Bilancio della prima domenica di stagione venatoria per 20 mila doppiette bresciane. Carnieri semivuoti e poche sanzioni da parte della Polizia provinciale.

(red.) Quella di ieri, domenica 15 settembre, è stata la prima giornata della stagione venatoria anche nel bresciano per gli appassionati di caccia. E nel bilancio della Polizia provinciale e di altre forze dell’ordine e associazioni chiamate a svolgere i controlli, è emerso come tutto sia andato per il verso giusto. Non ci sono stati incidenti, sono stati svolti 217 controlli ed emessi 10 verbali, in percentuale quindi molto ridotta rispetto alle verifiche svolte. Le zone d’interesse nel bresciano sono state la Valsabbia, Valtrompia, Valcamonica e anche la pianura dove erano impegnate circa 20 mila doppiette.

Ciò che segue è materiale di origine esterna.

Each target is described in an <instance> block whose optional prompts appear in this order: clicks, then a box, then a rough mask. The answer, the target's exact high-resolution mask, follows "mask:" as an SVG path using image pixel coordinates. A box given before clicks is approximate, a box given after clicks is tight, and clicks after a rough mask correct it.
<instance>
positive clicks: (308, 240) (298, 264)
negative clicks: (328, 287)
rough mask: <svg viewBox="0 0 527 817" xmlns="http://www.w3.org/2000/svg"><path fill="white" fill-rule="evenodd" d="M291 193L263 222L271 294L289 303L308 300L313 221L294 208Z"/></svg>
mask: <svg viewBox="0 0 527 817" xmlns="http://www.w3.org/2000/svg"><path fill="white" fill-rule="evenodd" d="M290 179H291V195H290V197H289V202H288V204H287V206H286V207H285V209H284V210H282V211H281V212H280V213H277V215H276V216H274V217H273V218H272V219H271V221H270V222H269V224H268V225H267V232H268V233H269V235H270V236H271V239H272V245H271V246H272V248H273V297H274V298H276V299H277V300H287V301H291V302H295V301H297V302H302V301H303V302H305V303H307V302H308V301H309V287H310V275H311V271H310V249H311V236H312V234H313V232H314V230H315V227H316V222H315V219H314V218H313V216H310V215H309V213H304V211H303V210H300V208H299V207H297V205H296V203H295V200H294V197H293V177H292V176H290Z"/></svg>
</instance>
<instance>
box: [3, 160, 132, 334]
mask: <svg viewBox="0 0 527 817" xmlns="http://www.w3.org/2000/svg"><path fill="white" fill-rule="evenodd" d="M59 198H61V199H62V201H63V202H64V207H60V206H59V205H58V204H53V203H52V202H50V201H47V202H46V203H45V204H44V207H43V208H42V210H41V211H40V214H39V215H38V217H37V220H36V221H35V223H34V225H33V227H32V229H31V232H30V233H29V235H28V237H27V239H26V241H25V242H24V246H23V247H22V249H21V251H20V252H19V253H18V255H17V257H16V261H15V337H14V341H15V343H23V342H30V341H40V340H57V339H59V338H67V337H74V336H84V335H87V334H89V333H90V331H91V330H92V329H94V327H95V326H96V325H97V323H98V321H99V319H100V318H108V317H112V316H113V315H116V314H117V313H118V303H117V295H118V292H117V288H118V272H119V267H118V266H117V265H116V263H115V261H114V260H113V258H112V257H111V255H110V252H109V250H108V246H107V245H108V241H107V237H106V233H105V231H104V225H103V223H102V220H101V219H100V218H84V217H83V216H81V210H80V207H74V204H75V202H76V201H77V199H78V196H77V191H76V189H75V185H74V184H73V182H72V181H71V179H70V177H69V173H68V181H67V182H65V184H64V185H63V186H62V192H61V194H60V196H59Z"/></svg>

Tuttavia, i carnieri sono stati molto scarsi e aspettando il 2 ottobre nel momento in cui si potrà sparare nelle zone più tutelate al momento. Dal punto di vista dei controlli, trenta agenti del Nucleo ittico venatorio della Polizia provinciale, oltre ai volontari, si sono mossi tra le zone di caccia. E sono scattati anche i primi verbali, di cui uno nei confronti di un cacciatore che aveva abbattuto due lepri, ma senza annotarle sul suo tesserino. Altri, invece, perché svolgevano l’attività troppo vicino alla strada di transito dei veicoli. Nell’ambito dei 217 controlli, 81 sono stati effettuati tra Valtrompia e Valsabbia, 36 in Valcamonica e altri 100 nel resto dell’ambito.